The legislation, sponsored by Sen. Scott Beason, R-Gardendale, made it easier to obtain gun permits, and allows individuals with concealed carry permits to take their weapons to their workplaces, if the firearm is locked and stowed away. The measure also says the carrying of holster weapon in public does not necessarily result in disorderly conduct, unless a court can prove otherwise.
Among other effects, the legislation has led a number of businesses to post signs expressing forbidding firearms on their property; the law requires those signs to be posted for entities wishing to prevent guns from being carried onto their premises.
The bill also changed language that said sheriffs “may issue” gun permits to “shall issue” gun permits.
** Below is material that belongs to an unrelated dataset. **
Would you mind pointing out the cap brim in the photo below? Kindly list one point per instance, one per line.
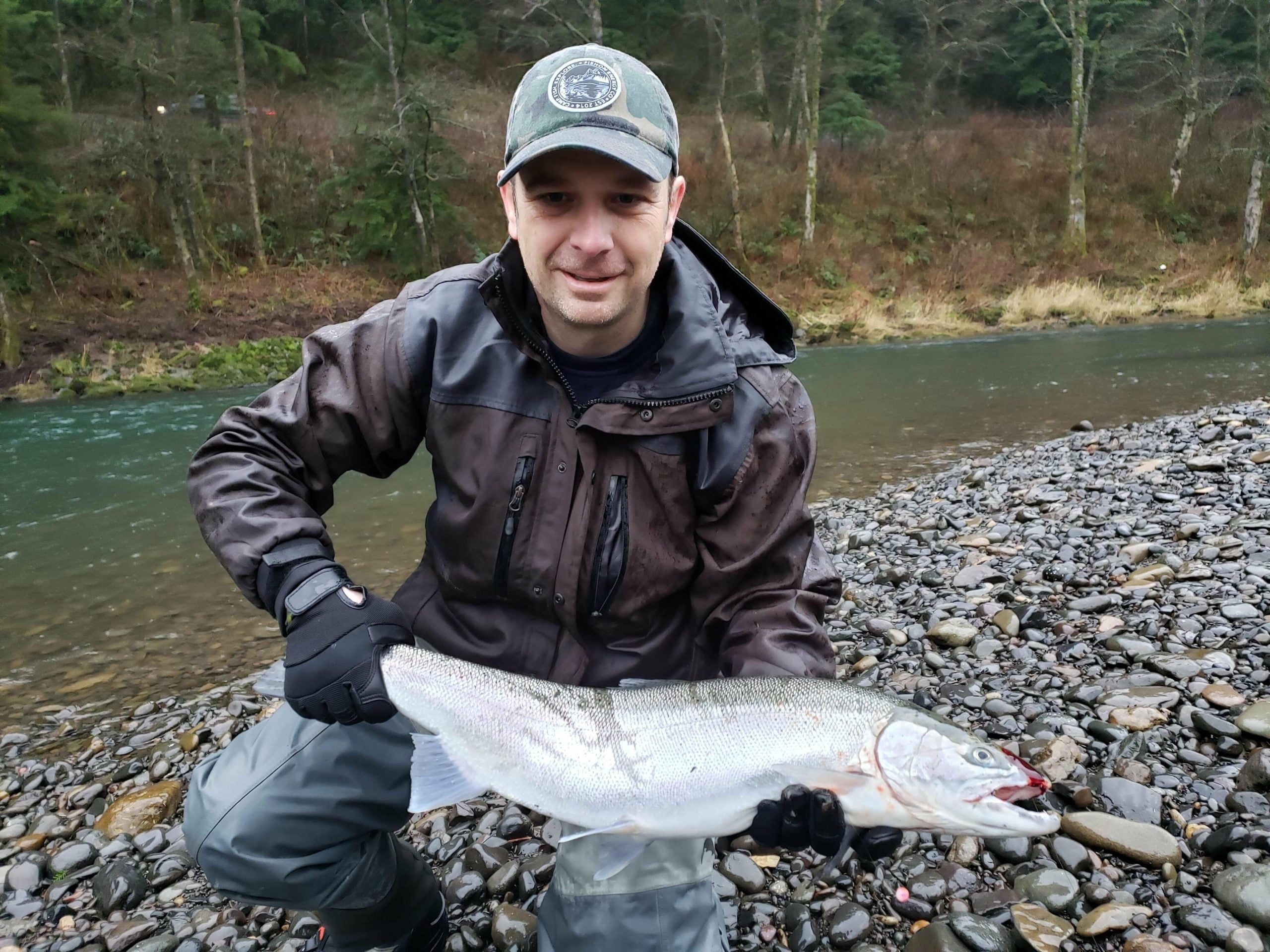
(628, 149)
The Alabama Sheriffs’ Association initially opposed that change, but dropped its opposition to the bill after revisions added 11 reasons for sheriffs’ to deny gun permits, including mental illness or “justifiable concern for public safety.”
Holmes said he supported “Second Amendment rights,” but that the open-carry elements of the bill would encourage violence.
“With people who have read this bill, and (have found) what’s in it, it’s not that popular,” he said. ”It’s popular with these conservative gun rights people, not with the broad spectrum of Republicans or Democrats or independents. People don’t want to see other people walking around with .45s on their hips.”
Holmes’ bill faces long odds of passage. Though the legislation ran into unyielding opposition from the Business Council of Alabama, which called the parking lot provision an attack on property rights, the Republican-dominated chambers of the Alabama Legislature passed the law by wide margins in May. In a statement, House Speaker Mike Hubbard, R-Auburn, said Holmes was “following the lead of Barack Obama and the Democrat Party” in its gun policies.
“Thanks to the Republican Legislature, however, Alabamians’ Second Amendment rights are more secure than ever, and we will continue to prioritize and protect those rights whenever and wherever possible,” the statement said.
The legislation was backed by the National Rifle Association, which has supported similar measures in other states.